Cryptocurrency: Widespread Institutional Adoption Will Continue

When I wrote my column about cryptocurrency this past October, everything looked rosy: Bitcoin, the biggest and most beloved crypto, was trading at roughly $60,000, up 107% from its price of $29,000 at the end of 2020 and well over 700% from the end of 2019. The Securities and Exchange Commission was reviewing multiple filings for Bitcoin future exchange traded funds (ETFs), a once unthinkable affirmation by traditional financial institutions. Celebrities like Tom Brady and Matt Damon were on television ads pitching online trading platforms that allow everyday investors to pour their dollars and cents into digital currency. Got plans to see a Lakers game at the Staples Center? Not anymore. As of Christmas 2021, the Lakers play in the Arena.

My point: a few months ago, everybody loved crypto.

Well, the financial Cassandras are back at it again. Bitcoin's current price - it's now hovering around $20,516, down from its high of $68,990.90 in 2021 - has people panicking. It's too volatile, they say. It's not regulated.
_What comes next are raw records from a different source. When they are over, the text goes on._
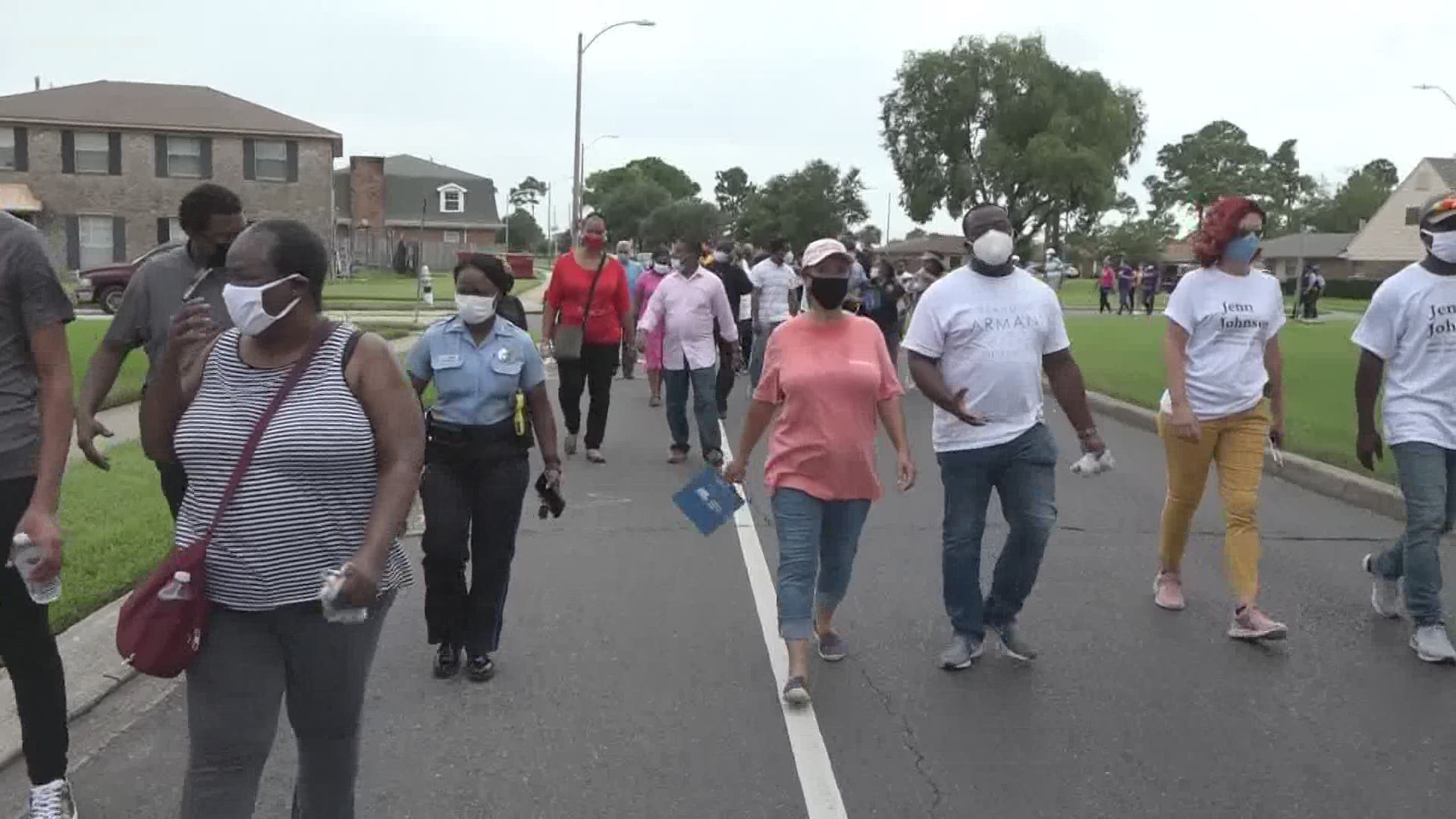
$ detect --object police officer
[408,253,560,682]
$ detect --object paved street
[28,372,1456,819]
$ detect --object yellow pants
[1157,400,1271,601]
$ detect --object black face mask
[207,242,231,267]
[810,277,849,310]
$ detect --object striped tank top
[174,326,410,610]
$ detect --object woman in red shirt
[541,213,636,463]
[723,239,916,705]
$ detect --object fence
[335,231,504,275]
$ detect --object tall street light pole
[1410,83,1456,105]
[571,20,657,240]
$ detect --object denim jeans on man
[935,424,1057,640]
[774,488,869,640]
[663,367,722,455]
[748,322,783,389]
[1374,441,1456,625]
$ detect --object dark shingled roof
[0,80,344,156]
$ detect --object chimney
[350,156,384,231]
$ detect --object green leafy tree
[1143,120,1269,220]
[641,198,723,248]
[738,158,869,251]
[880,36,1146,239]
[505,207,546,253]
[1306,158,1401,233]
[714,166,755,226]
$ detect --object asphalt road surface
[31,367,1456,819]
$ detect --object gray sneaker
[940,634,986,672]
[1363,554,1401,620]
[990,623,1037,663]
[1410,623,1456,663]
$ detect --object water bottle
[10,532,61,606]
[318,568,369,625]
[157,571,192,601]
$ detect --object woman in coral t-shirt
[541,214,636,463]
[723,239,916,705]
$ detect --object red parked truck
[71,242,182,315]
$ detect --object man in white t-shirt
[902,206,1106,670]
[748,239,799,389]
[1354,194,1456,663]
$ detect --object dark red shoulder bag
[117,322,334,678]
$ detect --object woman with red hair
[1153,196,1288,640]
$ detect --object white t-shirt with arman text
[1163,267,1284,419]
[902,267,1072,452]
[1353,264,1456,449]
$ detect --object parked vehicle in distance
[71,242,182,315]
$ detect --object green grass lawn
[51,443,172,632]
[1067,315,1395,481]
[65,319,147,410]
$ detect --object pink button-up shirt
[639,267,738,370]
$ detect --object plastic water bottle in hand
[318,568,369,625]
[10,532,61,606]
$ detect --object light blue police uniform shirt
[406,316,546,425]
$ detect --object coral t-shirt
[546,253,632,344]
[753,313,904,500]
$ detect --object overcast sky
[0,0,1456,236]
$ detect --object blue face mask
[1223,233,1260,264]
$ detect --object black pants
[717,344,738,419]
[556,344,620,449]
[419,452,532,657]
[155,460,187,520]
[0,478,71,786]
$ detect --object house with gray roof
[0,80,344,270]
[334,153,505,267]
[1325,156,1456,278]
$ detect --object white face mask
[456,293,495,325]
[223,272,303,337]
[1421,231,1456,264]
[971,231,1015,267]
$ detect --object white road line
[718,421,847,819]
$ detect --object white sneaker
[1363,554,1401,620]
[27,780,76,819]
[1410,625,1456,663]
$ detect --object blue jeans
[1374,441,1456,625]
[663,367,722,455]
[774,488,869,640]
[748,322,783,389]
[935,424,1057,640]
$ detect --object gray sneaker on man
[990,623,1037,663]
[940,634,986,672]
[1410,623,1456,663]
[1363,554,1401,620]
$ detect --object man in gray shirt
[76,182,243,517]
[0,212,76,819]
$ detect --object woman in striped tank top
[141,220,424,819]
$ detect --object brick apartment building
[334,153,505,267]
[0,80,344,270]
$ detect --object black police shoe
[466,654,495,682]
[434,642,460,679]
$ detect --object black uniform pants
[419,452,532,657]
[0,478,71,786]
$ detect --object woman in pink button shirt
[723,239,916,705]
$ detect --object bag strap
[581,249,607,323]
[202,321,337,547]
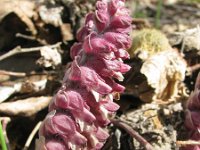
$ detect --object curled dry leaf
[127,49,187,102]
[38,5,63,27]
[0,0,37,35]
[170,26,200,52]
[0,96,52,116]
[37,46,62,68]
[129,28,171,60]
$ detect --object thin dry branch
[23,121,42,150]
[0,42,61,61]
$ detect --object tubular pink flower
[183,73,200,150]
[37,0,132,150]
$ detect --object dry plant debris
[126,29,187,102]
[0,0,200,150]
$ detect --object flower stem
[0,121,7,150]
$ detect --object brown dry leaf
[127,49,187,102]
[0,96,52,116]
[170,26,200,51]
[38,5,63,27]
[0,0,37,35]
[0,0,35,21]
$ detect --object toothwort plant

Bitcoin mining is destroying the environment. Cryptocurrency isn't an investment, "it's a religion," investment guru Mark Mobius complained. Option trader turned author Nassim Taleb compared Bitcoin to a contagious disease. Just what we want to hear in a pandemic.

You know what I think? Everyone should calm down. Take a deep breath and relax.

I get it. There's a lot of volatility with cryptocurrency. The day-to-day spikes and dips of Bitcoin are enough to get your heart pumping faster, particularly if you're watching the price closely all the time. Still, you should expect volatility when you have an asset class that's gone from zero to nearly a trillion dollars in market cap in about 13 years. Translation: It's new. That's why it's called a nascent asset class. Everyone - financial institutions, the Internal Revenue Service, analysts, investment pundits - is still trying to figure out what its true value is.

That said, I'm not the only bull on crypto: Goldman Sachs analyst Zach Pandl noted in early January that if Bitcoin keeps taking market share from gold, the digital currency could hit $100,000 over the next five years. Legendary Legg Mason investor Bill Miller announced that 50% of his net worth is now in Bitcoin and related crypto industries. Even longtime Bitcoin critic Kevin O'Leary - a.k.a. "Mr. Wonderful" of "Shark Tank" - now says that cryptocurrency makes up more than 10% of his investment portfolio. For all the doom-and-gloomers, there are plenty of celebrities and millennials as well as reputable investors who have poured their money into Bitcoin, despite all that volatility.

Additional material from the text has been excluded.